Michael viene como el rey del mundo, lleva su pistola en la cintura como su hermano. Hay una seguridad en sus movimientos que llama la atención, aunque siga un poco cojo por el disparó que recibió hace días. Wilmer está quieto y observador, como siempre. Por otro lado, Donovan se veía desinteresado, se nota que no es una persona que ama la gente habladora en la mañana. Cruzamos miradas, dijimos tanto en aquel instante sin la necesidad de pronunciar palabras.

—Buenos días, muñeca— cuando estuvimos los cuatro juntos el primero en saludarme fue Michael. Donovan desvió la mirada de inmediato.

—Serán buenos cuando llegue a mi apartamento—contesté agotada—. Mataría por un baño de agua caliente —gemí angustiada—. ¿Nos podemos ir ya?

—Claro que sí. Tus deseos son órdenes para mí —contestó coqueto—. Nos esperan unas largas horas de viaje, es posible que nos paremos en un lugar casi llegando a la ciudad, conozco a uno que se pone de mal humor si no come bien —miró de reojo a su hermano con una pizca de burla. Casi sonrío por su comentario. Pensándolo bien, Michael es el payaso que hace falta en cada conversación—. Vamos.

Le iba a seguir para bajar la escaleras, pero él se hizo a un lado y extendió sus brazos dándome paso para ir delante de él, como un caballero haría. Bueno, eso no me lo esperaba. Le regalé una pequeña sonrisa y bajé de primero. Todos ellos me siguieron.

Es un vehículo grande, cabemos todos en él. Michael me abrió la puerta de atrás y me sonrió sin mostrar sus dientes, sus ojos angelicales también sonreían, de alguna manera. Amanecimos muy caballerosos.

—No creas que olvido que me apuntaste con una pistola —cuando le pasé por el lado para subir me susurró para que solo pudiera oírlo yo, no fue un comentario de amenaza, no con esa sonrisa traviesa en su rostro. Sin quitarle los ojos de encima me subí al carro.

—Yo conduzco —anunció Donovan ignorando la acción de su hermano. Esas fueron sus únicas palabras en todo el viaje. Michael se sentó en el asiento del pasajero dejándonos a Wilmer y a mi atrás.

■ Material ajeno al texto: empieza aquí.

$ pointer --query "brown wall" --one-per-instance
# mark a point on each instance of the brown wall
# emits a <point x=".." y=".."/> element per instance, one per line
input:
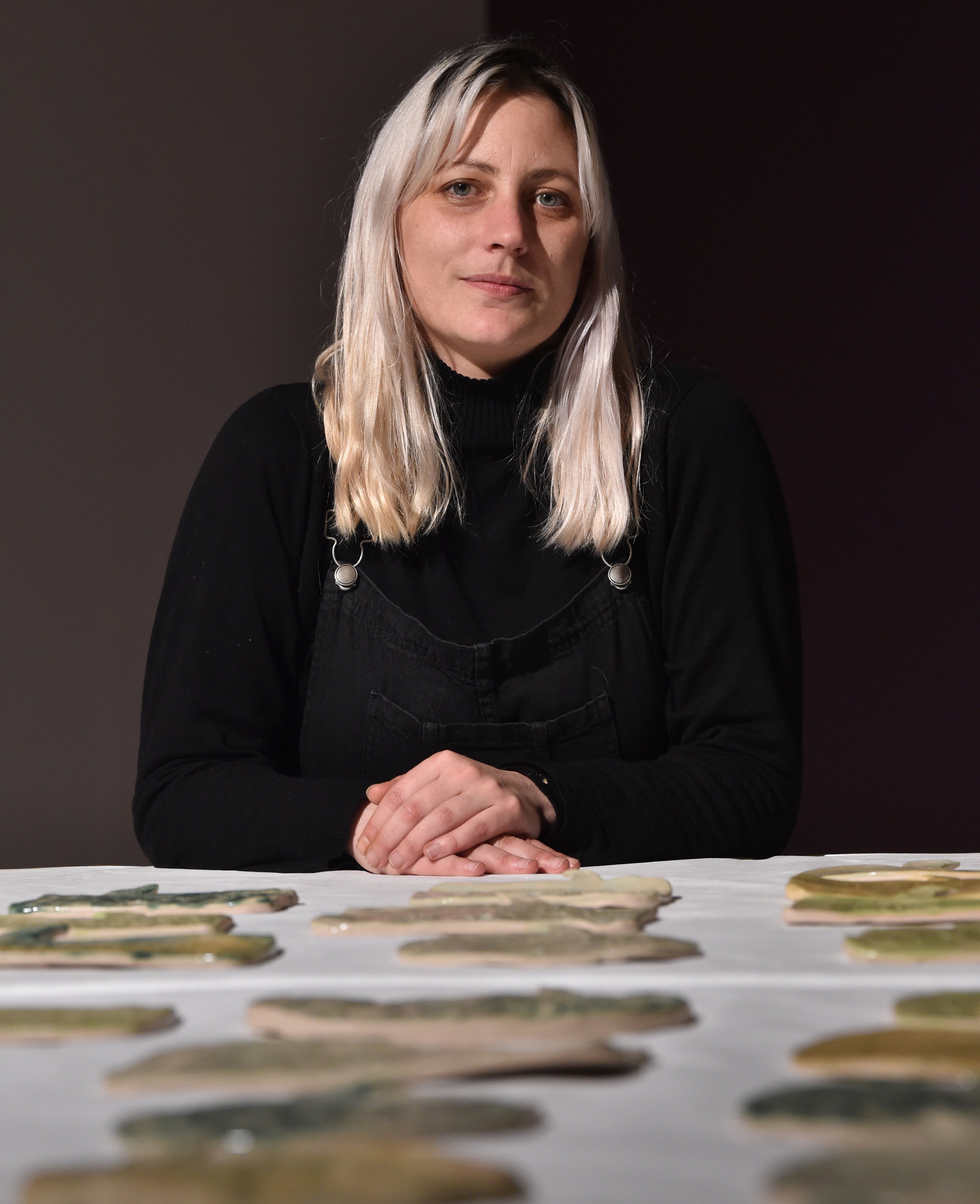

Me quedé en silencio todo el tiempo sin siquiera levantar la mirada hacia Donovan o Wilmer, aunque sí confieso que vi por momentos a Michael, lo tenía justo enfrente. No puedo negar que es un hombre muy apuesto, fuerte y decidido. Su seguridad hace que se vea más atractivo, eso es un hecho. Con sus acciones y palabras estoy a punto de creer que realmente siente una atracción hacía mi. Pero una atracción es solo eso, pasajera.

Luego de treinta minutos de carretera cerré los ojos y recosté mi cabeza de la ventana, cerré los ojos y dormí. Es mi mejor solución ante los pensamientos invasivos y la presencia de estos hombres.

Donovan aparcó el carro y lo apagó. Wilmer fue el primero en salir y todos le seguimos. Ya no hace frió, al contrario, hace calor y el sol ya salió.

—Por lo menos podemos llenar el tanque —escupió Donovan con una mueca pintada en su rostro. Mira con desprecio la pequeña tienda que hay aquí en la gasolinera.

—¿Qué esperabas? ¿Un restaurante de lujo en medio de este desierto? —le respondió Wilmer de mal humor. Las horas pasaron y el viaje no acababa y todos tenemos hambre, estamos malhumorados y finalmente nos topamos con una estación de gas—. Iré al baño.